Generally, it's considered bad form to have a rel=canonical
link pointing to completely different content, and search engines might decide to ignore such links.
As it happens, however, anecdotal evidence suggests that Google, at least, may indeed honor such links and dutifully transfer the old page's PageRank to the new page.
For example, the StackExchange software used on this site currently does just that: when a question gets more than 30 answers, they get split over several pages, with the later pages having a rel=canonical
link pointing to the first page. If you try to search Google for some string that only occurs in one of the answers on the second page, you'll only find mirror sites, since Google only indexes the "canonical" version of the page.
So you could indeed (ab)use rel=canonical
as you suggest. Some search engines might not honor it, but I'm not aware of any that would specifically punish you for it. (And, if they did, they'd end up punishing plenty of other sites too.) If you do this, I would, of course, also suggest adding a normal text link to the new page for visitors who come to the old page from other sites.
Alternatively, you could combine rel=canonical
with Vince Pettit's suggestion of moving the old content into an archive.

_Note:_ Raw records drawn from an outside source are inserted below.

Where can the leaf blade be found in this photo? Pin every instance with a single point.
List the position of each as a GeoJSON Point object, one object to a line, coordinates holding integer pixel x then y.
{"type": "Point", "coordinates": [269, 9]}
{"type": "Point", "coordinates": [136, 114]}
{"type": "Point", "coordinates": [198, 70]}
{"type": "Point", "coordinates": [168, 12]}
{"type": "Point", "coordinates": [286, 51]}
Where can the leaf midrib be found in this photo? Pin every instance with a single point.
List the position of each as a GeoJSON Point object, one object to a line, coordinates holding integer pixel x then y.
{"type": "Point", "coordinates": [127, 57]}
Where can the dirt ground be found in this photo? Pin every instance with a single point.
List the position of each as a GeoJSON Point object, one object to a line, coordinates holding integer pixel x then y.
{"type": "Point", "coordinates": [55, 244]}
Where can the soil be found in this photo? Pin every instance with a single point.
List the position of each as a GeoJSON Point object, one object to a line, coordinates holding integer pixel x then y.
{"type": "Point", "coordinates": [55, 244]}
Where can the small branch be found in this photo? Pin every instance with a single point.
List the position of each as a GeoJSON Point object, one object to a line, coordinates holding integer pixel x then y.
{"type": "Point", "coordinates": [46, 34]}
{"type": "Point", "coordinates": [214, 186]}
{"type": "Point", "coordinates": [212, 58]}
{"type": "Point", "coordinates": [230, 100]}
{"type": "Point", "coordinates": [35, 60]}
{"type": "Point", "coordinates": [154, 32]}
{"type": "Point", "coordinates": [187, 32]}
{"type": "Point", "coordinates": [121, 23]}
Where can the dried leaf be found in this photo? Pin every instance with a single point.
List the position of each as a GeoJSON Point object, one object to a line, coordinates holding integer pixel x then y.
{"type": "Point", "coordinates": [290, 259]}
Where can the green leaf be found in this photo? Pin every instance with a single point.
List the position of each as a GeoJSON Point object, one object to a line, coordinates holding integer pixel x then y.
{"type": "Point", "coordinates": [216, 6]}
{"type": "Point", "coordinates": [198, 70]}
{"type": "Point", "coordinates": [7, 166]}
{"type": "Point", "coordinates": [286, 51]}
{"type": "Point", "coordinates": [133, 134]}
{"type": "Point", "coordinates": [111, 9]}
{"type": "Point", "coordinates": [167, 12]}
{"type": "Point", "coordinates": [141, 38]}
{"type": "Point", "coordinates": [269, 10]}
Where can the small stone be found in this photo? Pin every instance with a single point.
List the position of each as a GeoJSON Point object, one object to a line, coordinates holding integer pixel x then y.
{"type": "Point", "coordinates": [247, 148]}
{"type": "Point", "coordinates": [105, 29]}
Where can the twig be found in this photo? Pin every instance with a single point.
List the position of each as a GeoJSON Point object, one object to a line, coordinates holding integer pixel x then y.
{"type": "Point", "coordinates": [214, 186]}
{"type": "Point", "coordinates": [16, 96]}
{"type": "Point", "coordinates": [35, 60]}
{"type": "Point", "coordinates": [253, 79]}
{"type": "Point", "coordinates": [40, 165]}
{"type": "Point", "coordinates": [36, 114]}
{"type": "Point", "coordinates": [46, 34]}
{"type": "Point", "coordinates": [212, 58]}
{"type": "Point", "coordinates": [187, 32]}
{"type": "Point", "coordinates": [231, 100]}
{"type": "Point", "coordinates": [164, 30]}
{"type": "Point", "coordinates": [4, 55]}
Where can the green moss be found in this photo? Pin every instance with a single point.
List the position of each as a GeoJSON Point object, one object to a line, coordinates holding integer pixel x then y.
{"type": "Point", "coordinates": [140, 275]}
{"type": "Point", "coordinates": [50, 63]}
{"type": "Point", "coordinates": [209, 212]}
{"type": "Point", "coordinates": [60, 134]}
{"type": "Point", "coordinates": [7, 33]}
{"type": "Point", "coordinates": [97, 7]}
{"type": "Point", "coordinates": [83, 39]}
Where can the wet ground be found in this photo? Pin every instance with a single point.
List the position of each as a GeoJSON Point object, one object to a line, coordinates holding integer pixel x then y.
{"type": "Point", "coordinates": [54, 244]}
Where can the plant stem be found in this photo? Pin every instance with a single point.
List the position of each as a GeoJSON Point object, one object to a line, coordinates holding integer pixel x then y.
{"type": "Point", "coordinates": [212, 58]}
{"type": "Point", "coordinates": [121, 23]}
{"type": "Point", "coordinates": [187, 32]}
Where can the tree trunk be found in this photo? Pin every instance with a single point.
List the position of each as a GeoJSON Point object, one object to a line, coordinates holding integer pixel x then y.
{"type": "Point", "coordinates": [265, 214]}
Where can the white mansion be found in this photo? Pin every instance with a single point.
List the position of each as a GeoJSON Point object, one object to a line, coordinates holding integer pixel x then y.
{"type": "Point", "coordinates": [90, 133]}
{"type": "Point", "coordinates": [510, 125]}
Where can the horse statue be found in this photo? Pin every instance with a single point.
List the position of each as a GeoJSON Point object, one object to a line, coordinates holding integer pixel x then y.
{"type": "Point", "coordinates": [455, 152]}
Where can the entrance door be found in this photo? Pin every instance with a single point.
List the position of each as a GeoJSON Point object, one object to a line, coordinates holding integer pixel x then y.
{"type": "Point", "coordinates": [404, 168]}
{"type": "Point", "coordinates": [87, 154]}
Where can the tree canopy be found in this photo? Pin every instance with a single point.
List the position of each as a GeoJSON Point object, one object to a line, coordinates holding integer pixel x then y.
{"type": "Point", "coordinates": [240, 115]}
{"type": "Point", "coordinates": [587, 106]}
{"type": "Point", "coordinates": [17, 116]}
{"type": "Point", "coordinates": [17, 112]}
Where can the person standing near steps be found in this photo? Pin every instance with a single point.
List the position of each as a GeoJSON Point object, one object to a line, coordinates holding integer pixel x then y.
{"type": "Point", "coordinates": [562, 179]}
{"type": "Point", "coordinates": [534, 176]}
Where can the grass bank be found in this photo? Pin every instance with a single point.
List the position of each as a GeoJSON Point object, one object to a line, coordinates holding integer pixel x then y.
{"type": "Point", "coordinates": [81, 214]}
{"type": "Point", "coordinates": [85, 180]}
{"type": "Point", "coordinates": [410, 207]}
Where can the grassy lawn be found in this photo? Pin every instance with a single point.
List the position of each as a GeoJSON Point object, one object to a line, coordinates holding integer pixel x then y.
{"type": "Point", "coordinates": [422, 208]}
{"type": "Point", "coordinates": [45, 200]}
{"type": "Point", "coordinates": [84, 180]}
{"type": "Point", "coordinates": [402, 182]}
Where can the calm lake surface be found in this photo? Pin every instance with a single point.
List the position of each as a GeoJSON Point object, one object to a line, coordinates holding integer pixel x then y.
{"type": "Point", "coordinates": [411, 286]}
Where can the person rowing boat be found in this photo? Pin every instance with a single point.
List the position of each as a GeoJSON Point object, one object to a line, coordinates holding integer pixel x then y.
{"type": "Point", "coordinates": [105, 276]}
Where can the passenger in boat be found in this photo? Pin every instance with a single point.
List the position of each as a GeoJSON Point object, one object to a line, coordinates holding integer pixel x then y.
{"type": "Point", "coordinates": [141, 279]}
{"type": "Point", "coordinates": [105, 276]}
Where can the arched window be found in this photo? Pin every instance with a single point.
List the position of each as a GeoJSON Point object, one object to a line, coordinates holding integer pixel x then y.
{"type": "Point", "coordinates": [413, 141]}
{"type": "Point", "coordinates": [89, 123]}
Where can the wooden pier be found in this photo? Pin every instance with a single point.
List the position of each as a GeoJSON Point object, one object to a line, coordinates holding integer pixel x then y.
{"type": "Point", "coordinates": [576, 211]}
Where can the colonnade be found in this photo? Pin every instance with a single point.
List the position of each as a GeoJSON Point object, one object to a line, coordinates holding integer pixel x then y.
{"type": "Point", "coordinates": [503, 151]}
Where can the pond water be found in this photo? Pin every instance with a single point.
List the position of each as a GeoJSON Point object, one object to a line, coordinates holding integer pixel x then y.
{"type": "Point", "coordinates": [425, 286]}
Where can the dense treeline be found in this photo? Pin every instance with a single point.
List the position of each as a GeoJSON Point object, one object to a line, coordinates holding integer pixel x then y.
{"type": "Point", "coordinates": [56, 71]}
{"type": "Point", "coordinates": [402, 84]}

Specifically, you could do something like this:
Original situation:
www.example.com/oldpage
: old, outdated content
www.example.com/newpage
: new, better content
After update:
www.example.com/archive/oldpage
: old, outdated content, possibly noindex
ed
www.example.com/newpage
: new, better content
www.example.com/oldpage
: same content as newpage
, with a rel=canonical
link pointing to newpage
and a normal text link pointing to archive/oldpage
Of course, I'd prefer to use 301 redirects instead, like this:
After update:
www.example.com/archive/oldpage
: old, outdated content, possibly noindex
ed
www.example.com/newpage
: new, better content, with a text link to archive/oldpage
www.example.com/oldpage
: HTTP 301 redirect to newpage
That way, your visitors will end up directly at the new page, but you can still have a notice there explaining where the old content has gone. You also avoid the need to duplicate any content, and get the full PageRank of the old page transferred to the new one.